Компенсировать ущерб, причиненный отдельным лицам, было вообще невозможно, и об этом даже не стоило и думать… Эдикт о веротерпимости был лишь попыткой изменить способ достижения того же самого результата. Христианские церкви должны были стать коллегиями: корпоративными органами с правами и обязанностями, определенными законом. В те дни коллегии быстро становились закрытыми, организованными по наследственному принципу структурами. Христианская церковь должна была стать подобным же замкнутым сообществом, существующим с дозволения и под защитой государства[29]
. Христиане не спешили с энтузиазмом откликнуться на этот эдикт. Довольно скоро стало ясно, что им не нужна такая веротерпимость. Схватка началась заново. Церковь отказалась быть одной из коллегий; она отказывалась строить свою организацию по наследственному принципу и стать закрытым сообществом. Христиане настаивали на свободной организации и открытом доступе в сообщество и божественном происхождении своего учения… Отстаивая эти принципы перед лицом пыток и преследований, она делала то, чего не делала и не могла делать никакая другая группа в римском обществе. Она препятствовала созданию в империи жесткой структуры унифицированных институтов. Ее деятельность гарантировала, что в будущем политический организм Европы будет представлять собой объединение свободных политических ассоциаций, а не замкнутых, построенных по наследственному принципу каст.Галерий умер в Сардике. Старшим августом стал Максимин Даза. Цезарь Лициний получил власть в Иллирии.
Смерть Галерия означала перегруппировку сил – теперь соперников осталось четверо. Константин и Лициний (оба подписали эдикт о веротерпимости) пошли навстречу друг другу. Максимин Даза и Максенций имели мало общего и едва ли могли найти серьезные основания для объединения. Однако они по возможности пытались противостоять общему врагу. Тем не менее их позиция была заметно слабее, чем у их противников.
Исход ситуации зависел от того, каковы будут отношения Константина и Максенция. Политика Максенция была весьма агрессивной. Он намеревался воплотить свои притязания на роль единственного августа, захватив всю империю. Однако положение Максенция было не слишком прочным. Чтобы удержаться у власти, он должен был действовать. Но в каком направлении?

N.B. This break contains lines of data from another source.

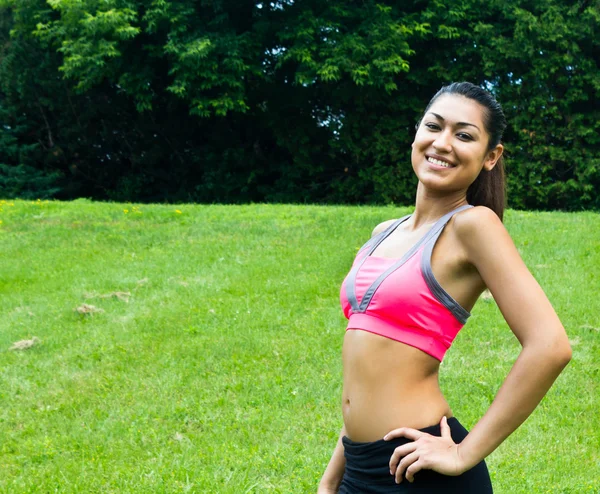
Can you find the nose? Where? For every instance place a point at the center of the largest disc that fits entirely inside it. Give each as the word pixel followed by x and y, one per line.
pixel 443 141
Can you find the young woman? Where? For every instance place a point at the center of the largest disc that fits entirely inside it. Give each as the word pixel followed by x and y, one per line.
pixel 408 294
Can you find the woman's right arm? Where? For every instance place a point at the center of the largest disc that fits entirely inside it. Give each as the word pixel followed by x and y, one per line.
pixel 332 478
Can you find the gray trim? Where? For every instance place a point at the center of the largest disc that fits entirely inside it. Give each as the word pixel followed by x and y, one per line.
pixel 438 292
pixel 435 231
pixel 438 226
pixel 371 245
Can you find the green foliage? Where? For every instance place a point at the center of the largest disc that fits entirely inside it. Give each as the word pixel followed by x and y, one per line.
pixel 27 183
pixel 291 101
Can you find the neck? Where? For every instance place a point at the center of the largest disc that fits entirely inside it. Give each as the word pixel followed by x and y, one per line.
pixel 431 207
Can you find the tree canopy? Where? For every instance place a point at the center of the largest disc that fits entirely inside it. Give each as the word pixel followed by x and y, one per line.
pixel 289 101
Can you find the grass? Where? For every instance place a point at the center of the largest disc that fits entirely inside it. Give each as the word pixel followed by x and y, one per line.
pixel 221 370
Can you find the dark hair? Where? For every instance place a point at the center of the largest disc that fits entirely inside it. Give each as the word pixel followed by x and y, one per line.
pixel 489 188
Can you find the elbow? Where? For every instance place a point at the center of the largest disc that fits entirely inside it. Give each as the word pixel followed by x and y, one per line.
pixel 560 353
pixel 566 354
pixel 556 354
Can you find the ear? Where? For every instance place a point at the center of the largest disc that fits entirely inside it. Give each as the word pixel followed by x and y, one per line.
pixel 492 157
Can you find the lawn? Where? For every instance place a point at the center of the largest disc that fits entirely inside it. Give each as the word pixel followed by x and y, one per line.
pixel 187 348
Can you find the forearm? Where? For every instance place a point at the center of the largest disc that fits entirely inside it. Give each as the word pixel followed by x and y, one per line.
pixel 526 384
pixel 335 469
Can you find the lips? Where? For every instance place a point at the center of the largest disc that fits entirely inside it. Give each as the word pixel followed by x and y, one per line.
pixel 440 162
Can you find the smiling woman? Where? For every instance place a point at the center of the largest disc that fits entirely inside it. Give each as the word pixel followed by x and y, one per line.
pixel 410 291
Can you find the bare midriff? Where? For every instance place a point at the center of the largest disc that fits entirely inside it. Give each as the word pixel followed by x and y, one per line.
pixel 388 384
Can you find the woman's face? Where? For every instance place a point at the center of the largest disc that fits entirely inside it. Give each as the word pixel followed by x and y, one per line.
pixel 451 144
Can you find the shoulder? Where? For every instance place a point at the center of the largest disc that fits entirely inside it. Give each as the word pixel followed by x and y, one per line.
pixel 482 236
pixel 382 226
pixel 478 222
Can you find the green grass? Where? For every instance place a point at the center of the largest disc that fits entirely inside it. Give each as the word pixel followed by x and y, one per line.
pixel 222 371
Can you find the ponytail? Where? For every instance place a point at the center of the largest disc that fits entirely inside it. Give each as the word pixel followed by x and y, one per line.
pixel 489 189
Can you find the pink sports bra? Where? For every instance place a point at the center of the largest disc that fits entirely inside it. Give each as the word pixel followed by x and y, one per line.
pixel 400 298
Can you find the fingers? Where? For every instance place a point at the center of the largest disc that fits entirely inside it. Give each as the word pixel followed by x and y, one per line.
pixel 415 467
pixel 398 453
pixel 404 464
pixel 407 432
pixel 445 428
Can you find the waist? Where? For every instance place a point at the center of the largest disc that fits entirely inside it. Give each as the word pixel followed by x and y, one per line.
pixel 388 384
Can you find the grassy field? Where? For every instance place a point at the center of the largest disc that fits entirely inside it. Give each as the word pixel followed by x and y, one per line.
pixel 210 360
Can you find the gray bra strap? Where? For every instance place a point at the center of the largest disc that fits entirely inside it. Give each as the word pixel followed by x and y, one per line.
pixel 350 283
pixel 370 246
pixel 444 297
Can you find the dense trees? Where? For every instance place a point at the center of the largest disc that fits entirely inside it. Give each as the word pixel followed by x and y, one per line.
pixel 221 100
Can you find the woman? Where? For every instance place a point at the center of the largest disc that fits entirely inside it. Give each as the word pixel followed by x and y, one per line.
pixel 408 294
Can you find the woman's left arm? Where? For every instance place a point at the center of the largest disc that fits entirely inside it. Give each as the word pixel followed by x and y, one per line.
pixel 545 350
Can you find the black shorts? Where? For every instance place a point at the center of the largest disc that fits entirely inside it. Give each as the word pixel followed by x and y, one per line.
pixel 367 469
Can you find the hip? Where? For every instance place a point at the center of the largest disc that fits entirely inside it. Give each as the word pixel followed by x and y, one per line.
pixel 367 469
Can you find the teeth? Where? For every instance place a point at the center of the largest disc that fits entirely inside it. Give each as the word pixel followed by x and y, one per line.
pixel 439 162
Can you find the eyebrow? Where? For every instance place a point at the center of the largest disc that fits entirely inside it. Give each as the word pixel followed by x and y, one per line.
pixel 460 124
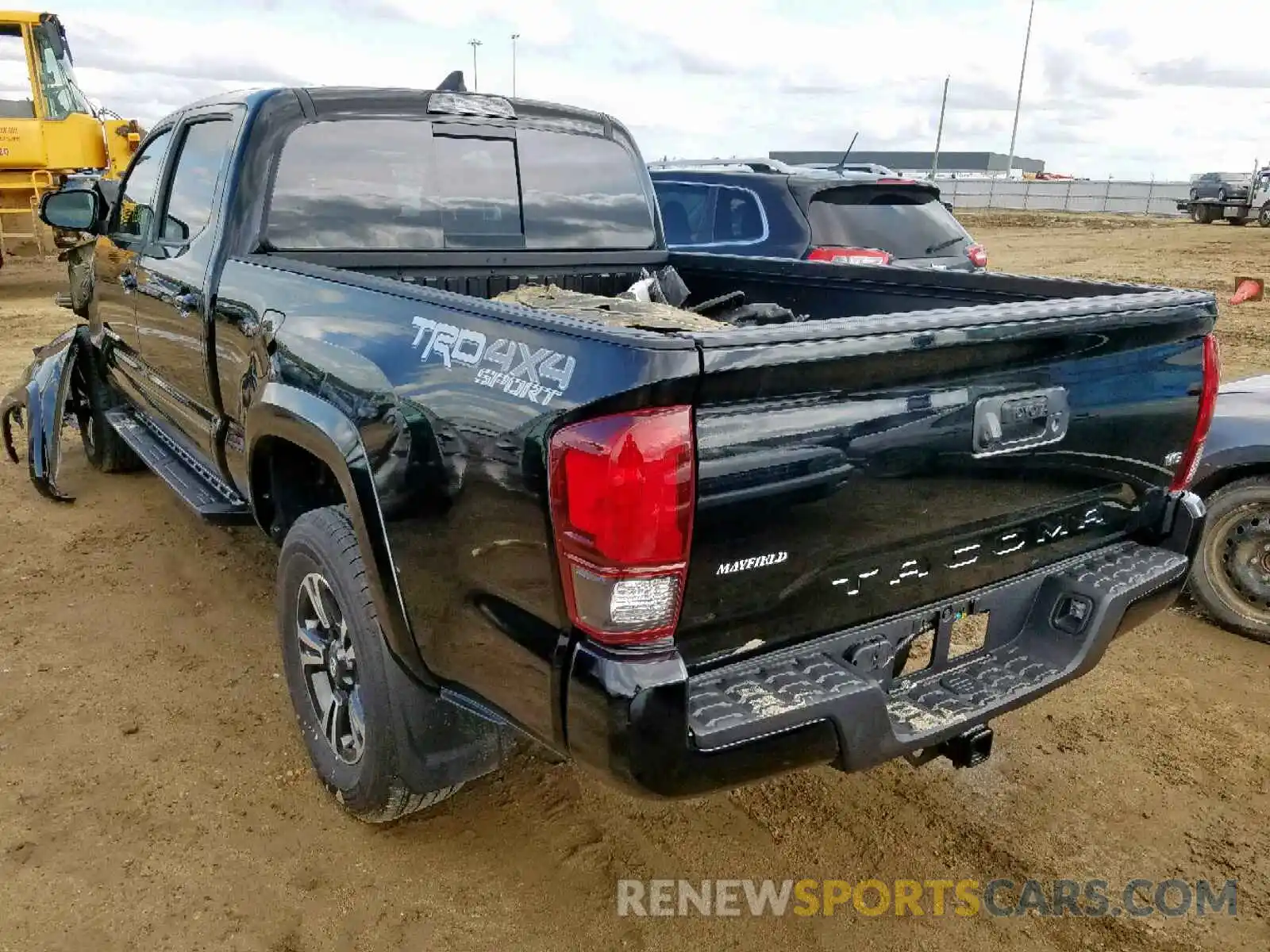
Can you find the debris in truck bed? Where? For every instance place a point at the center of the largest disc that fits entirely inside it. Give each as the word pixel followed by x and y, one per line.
pixel 618 311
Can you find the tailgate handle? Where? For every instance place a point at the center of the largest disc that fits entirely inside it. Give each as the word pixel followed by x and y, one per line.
pixel 1013 422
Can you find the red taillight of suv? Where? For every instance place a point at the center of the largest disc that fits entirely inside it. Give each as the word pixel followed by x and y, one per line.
pixel 1187 469
pixel 849 255
pixel 622 492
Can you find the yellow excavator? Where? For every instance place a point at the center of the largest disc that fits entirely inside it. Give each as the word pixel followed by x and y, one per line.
pixel 48 130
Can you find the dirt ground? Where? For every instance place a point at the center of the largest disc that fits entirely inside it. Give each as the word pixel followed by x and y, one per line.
pixel 154 793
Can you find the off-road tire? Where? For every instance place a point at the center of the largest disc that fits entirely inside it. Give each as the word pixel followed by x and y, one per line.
pixel 105 448
pixel 323 541
pixel 1210 583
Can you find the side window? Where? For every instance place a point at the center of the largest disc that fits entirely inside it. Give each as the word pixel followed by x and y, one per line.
pixel 685 213
pixel 737 216
pixel 194 187
pixel 137 196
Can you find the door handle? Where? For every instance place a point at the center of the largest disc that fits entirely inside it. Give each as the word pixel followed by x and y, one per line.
pixel 186 304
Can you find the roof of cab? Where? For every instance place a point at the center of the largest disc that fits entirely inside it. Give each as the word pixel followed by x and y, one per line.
pixel 332 102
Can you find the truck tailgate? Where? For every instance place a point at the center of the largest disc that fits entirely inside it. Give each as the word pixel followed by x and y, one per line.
pixel 855 469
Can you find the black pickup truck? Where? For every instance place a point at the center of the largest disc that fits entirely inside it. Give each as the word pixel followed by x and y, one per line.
pixel 689 556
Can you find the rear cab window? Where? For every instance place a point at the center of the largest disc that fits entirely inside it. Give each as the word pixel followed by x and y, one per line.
pixel 414 184
pixel 700 213
pixel 910 222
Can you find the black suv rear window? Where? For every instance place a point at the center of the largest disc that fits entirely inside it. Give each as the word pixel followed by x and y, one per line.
pixel 400 184
pixel 907 222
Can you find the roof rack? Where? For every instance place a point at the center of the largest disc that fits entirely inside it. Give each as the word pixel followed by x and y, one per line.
pixel 761 165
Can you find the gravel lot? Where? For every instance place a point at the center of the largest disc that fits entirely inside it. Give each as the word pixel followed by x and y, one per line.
pixel 156 795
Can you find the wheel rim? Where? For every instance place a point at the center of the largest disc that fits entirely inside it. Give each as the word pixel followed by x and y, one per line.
pixel 329 666
pixel 1238 560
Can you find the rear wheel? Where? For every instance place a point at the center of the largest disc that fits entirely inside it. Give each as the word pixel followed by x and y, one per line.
pixel 1231 578
pixel 334 660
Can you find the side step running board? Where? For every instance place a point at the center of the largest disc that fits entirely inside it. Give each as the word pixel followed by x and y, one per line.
pixel 200 488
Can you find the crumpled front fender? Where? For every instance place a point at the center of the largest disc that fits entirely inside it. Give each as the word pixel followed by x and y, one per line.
pixel 42 395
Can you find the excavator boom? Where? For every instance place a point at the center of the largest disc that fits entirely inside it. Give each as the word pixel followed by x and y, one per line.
pixel 48 129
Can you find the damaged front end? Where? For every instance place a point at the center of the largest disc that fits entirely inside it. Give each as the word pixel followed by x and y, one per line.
pixel 44 397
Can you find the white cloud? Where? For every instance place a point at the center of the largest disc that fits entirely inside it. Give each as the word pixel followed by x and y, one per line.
pixel 1111 86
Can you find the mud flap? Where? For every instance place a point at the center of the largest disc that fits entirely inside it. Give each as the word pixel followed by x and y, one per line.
pixel 42 395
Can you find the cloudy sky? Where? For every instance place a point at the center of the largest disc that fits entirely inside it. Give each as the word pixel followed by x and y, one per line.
pixel 1115 86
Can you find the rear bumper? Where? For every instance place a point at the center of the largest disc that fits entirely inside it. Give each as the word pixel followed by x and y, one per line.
pixel 658 730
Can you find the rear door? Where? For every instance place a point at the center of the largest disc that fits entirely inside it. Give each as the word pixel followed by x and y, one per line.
pixel 910 222
pixel 173 314
pixel 848 479
pixel 114 266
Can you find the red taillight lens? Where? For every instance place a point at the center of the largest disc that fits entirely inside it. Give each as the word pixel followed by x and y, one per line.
pixel 622 492
pixel 849 255
pixel 1187 469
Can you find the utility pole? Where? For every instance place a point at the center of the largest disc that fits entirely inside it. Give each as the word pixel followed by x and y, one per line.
pixel 514 37
pixel 939 135
pixel 1019 102
pixel 474 44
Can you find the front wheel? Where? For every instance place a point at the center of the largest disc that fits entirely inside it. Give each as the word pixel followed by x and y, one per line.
pixel 105 448
pixel 334 662
pixel 1231 578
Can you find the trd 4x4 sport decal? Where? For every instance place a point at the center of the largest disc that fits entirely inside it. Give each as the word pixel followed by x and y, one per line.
pixel 537 374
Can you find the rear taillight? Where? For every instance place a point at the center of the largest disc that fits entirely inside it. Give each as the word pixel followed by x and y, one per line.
pixel 1187 469
pixel 622 492
pixel 849 255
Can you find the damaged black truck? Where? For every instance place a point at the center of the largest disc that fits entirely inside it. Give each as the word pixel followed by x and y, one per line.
pixel 435 347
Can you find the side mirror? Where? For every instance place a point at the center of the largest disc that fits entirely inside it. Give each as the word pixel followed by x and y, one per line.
pixel 78 209
pixel 175 230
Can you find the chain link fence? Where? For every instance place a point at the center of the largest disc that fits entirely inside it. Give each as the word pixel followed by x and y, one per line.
pixel 1110 196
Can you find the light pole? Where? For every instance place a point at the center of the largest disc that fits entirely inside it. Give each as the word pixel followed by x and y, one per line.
pixel 474 44
pixel 1019 102
pixel 939 135
pixel 514 37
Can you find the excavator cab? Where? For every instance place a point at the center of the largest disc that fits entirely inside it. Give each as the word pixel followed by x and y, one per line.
pixel 48 129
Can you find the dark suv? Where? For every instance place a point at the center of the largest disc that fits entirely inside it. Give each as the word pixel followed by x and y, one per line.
pixel 855 219
pixel 1219 186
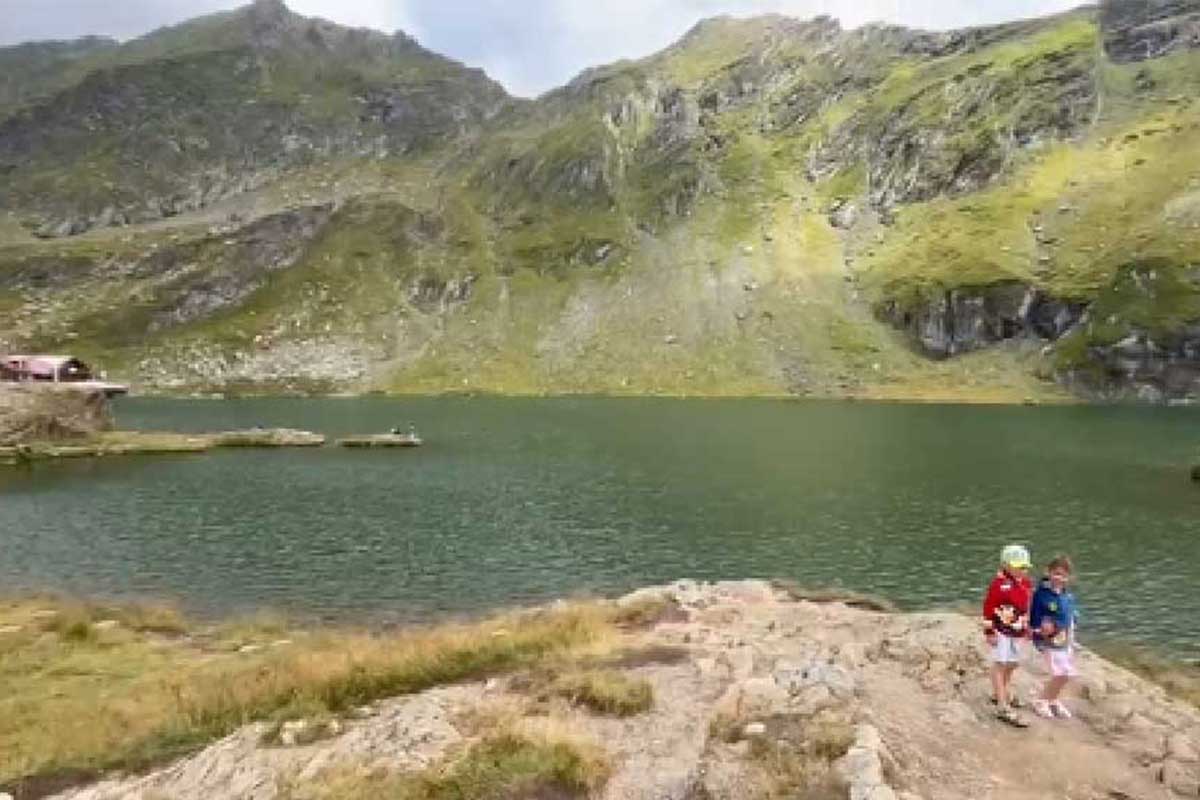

В его намерения безусловно входила война. Соответственно предстояло решить единственный вопрос: с кем воевать – с Константином или с Лицинием? Для войны с Максимином Дазой у Максенция не было ни повода, ни возможности. Гораздо легче было нанести удар Константину, сдерживая при этом Лициния, чем наоборот. Таким образом, все соображения говорили за то, что в первом раунде в схватку вступят Константин и Максенций.
Смерть Максимиана Геркулия создала предлог. Хотя у Максенция не было особых поводов жалеть о жестоком и честолюбивом старом вояке, он использовал его смерть в пропагандистских целях. Было гораздо удобнее апеллировать к общечеловеческим чувствам, чем к холодной логике политического расчета. Война кажется гораздо более нравственной, когда она оправдана сыновьими чувствами. Общественность Италии не могла определиться в своем выборе. Чтобы подтолкнуть ее к окончательному решению, требовалась пропагандистская кампания, проведенная под лозунгами сыновней любви и обличения эгоизма богатых бездельников… Максенций был готов возглавить крестовый поход против класса, выдающимся представителем и украшением которого был он сам. Его лозунгом стало: «Налогообложение богатых, месть убийце Максимиана!»
Однако Италия откликнулась на этот призыв не с той готовностью, на которую он рассчитывал. Историки полагают, что он посвящал делам слишком мало времени. Все знают, что работа и развлечения требуют полной самоотдачи и плохо сочетаются. Поэтому Константин, предпочитавший заниматься делом, подготовился к борьбе первым.